お腹いっぱいになってすんごい満足しました。
今度はちゃんとイングリッシュブレックファーストが出る宿を取ろうと心に決めました(笑)スコットランドのB&Bはヨーグルトとかもあって、本格的でした。

ガイド付のNational Galleryですか?うらやまし~~。芸術に疎すぎる私は、名画といわれる、美術の教科書で見たことがある作品がいっぱいあると、ありがたみがないなぁなんて贅沢なことを思いながらさらりと通り過ぎてしまって・・・・(^^;

今度はガイドツアーを狙ってみます!

投稿: alex | 2005年12月13日 (火) 17:28

はじめまして。Somerset Houseの隣にある大学で学んでいるものです。いろいろ回られたようですね。ロンドンに住んでいる割には美術館は殆ど行っていません・・・ちなみに、ここのスケートリンクは期間限定でやっていて、普段は噴水になっています。

投稿: snb | 2005年12月14日 (水) 08:17

alexさん、こんにちは。
そういえば、焼きトマトもついてました(^^)。
スコティッシュ・ブレックファーストはイングリッシュ・ブレックファーストとまたちょっとメニューが違うんでしょうね(しかし、スコティッシュ・ブレックファーストというと、某映画の某シーンを思い出してしまいます…。思い出すべきではないシーンなんですが(^^;)。といえば分かってくださいますでしょうか)。

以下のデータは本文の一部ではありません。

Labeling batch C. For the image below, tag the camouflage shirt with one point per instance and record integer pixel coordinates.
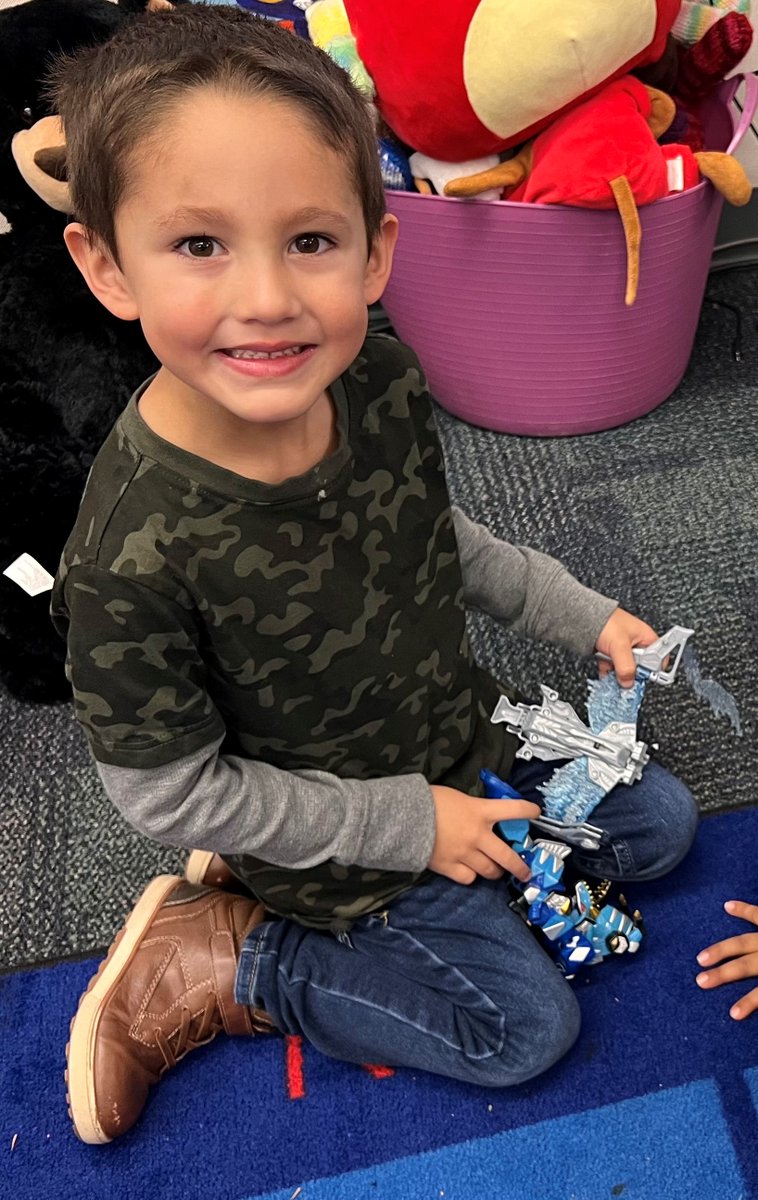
(314, 624)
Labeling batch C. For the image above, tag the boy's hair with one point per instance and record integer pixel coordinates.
(110, 99)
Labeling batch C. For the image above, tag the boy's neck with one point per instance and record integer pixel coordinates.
(268, 454)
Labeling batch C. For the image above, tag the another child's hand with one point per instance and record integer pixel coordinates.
(465, 844)
(620, 634)
(743, 953)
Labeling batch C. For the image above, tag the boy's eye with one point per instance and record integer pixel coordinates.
(312, 244)
(198, 247)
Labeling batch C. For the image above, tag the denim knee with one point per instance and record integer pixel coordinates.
(672, 822)
(546, 1031)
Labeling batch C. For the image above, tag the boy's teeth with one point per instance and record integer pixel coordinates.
(264, 354)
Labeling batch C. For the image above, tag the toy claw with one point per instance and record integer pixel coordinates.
(553, 730)
(651, 658)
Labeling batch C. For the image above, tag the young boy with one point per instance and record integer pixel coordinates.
(264, 601)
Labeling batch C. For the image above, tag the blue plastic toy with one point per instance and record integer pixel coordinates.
(579, 929)
(603, 753)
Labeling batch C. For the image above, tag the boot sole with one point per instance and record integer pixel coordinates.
(80, 1049)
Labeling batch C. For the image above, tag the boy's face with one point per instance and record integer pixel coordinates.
(244, 252)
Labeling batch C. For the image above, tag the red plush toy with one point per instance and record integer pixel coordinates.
(603, 154)
(465, 78)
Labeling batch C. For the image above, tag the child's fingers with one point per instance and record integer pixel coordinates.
(745, 1006)
(744, 943)
(740, 909)
(483, 865)
(504, 856)
(744, 967)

National Galleryは、ガイドツアーはじめ、本当に日々様々なイベントが開催されているようなので、是非チェックしてみてくださいね。個人的には、今回行った美術館の中では、National Galleryがいろいろな意味でNo.1だと思いました。

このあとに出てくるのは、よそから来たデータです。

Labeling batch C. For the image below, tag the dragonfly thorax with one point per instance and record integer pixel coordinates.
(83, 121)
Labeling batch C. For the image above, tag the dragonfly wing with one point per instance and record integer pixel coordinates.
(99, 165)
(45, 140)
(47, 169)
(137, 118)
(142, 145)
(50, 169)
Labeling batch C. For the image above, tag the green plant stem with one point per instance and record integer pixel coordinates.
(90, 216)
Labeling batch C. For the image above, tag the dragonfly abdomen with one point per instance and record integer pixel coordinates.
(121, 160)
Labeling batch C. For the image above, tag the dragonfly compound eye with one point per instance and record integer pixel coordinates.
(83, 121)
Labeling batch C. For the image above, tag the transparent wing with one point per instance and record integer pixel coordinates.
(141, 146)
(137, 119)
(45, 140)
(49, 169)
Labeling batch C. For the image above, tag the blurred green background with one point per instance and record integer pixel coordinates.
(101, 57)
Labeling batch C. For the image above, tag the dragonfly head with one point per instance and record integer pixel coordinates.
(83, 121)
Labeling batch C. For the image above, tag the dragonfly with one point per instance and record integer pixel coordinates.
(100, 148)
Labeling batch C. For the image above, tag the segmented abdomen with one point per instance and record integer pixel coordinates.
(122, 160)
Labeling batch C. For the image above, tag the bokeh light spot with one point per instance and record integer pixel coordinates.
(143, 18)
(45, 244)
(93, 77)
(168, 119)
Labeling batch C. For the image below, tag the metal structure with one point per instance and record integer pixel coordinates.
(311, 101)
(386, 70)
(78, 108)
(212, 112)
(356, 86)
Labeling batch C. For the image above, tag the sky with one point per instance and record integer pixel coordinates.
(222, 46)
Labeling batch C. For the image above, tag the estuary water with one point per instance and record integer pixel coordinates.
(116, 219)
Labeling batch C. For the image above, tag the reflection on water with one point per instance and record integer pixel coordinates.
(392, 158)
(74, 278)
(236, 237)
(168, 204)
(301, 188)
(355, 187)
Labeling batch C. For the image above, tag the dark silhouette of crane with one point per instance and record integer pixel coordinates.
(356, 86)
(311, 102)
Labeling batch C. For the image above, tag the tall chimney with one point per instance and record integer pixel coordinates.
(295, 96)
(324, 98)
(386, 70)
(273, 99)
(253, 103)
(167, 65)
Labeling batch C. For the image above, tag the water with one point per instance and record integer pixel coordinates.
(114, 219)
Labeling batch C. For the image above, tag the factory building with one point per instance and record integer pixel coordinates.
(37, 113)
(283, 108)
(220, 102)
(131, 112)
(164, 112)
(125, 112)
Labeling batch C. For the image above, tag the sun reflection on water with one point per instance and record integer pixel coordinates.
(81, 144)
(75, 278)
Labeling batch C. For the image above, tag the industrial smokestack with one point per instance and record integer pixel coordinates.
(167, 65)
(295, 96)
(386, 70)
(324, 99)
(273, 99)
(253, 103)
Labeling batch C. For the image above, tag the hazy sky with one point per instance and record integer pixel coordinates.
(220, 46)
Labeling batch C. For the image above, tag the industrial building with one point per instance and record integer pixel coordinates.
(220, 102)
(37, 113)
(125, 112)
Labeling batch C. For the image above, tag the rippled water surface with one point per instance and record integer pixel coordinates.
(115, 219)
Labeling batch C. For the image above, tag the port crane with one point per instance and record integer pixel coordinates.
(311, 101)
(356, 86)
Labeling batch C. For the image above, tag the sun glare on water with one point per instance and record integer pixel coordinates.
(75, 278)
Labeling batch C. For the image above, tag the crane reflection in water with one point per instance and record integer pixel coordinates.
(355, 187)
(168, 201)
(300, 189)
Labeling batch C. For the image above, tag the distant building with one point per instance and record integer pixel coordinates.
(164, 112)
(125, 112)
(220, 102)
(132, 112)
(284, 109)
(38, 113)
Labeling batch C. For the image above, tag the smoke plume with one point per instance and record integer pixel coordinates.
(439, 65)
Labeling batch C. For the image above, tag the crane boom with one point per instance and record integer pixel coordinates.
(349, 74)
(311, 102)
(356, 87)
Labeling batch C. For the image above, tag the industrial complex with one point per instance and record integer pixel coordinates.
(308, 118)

snbさん、はじめまして。ようこそいらっしゃいませ。
ロンドン留学中でいらっしゃいますか。大変でしょうけど、羨ましい(^^)。
ロンドンの美術館は、企画展以外は比較的お金がかからないのでありがたいです。カフェやレストラン併設というところが多いのも旅行者には便利でした。

snbさんのブログ、じっくり拝読させていただきますね(^^)。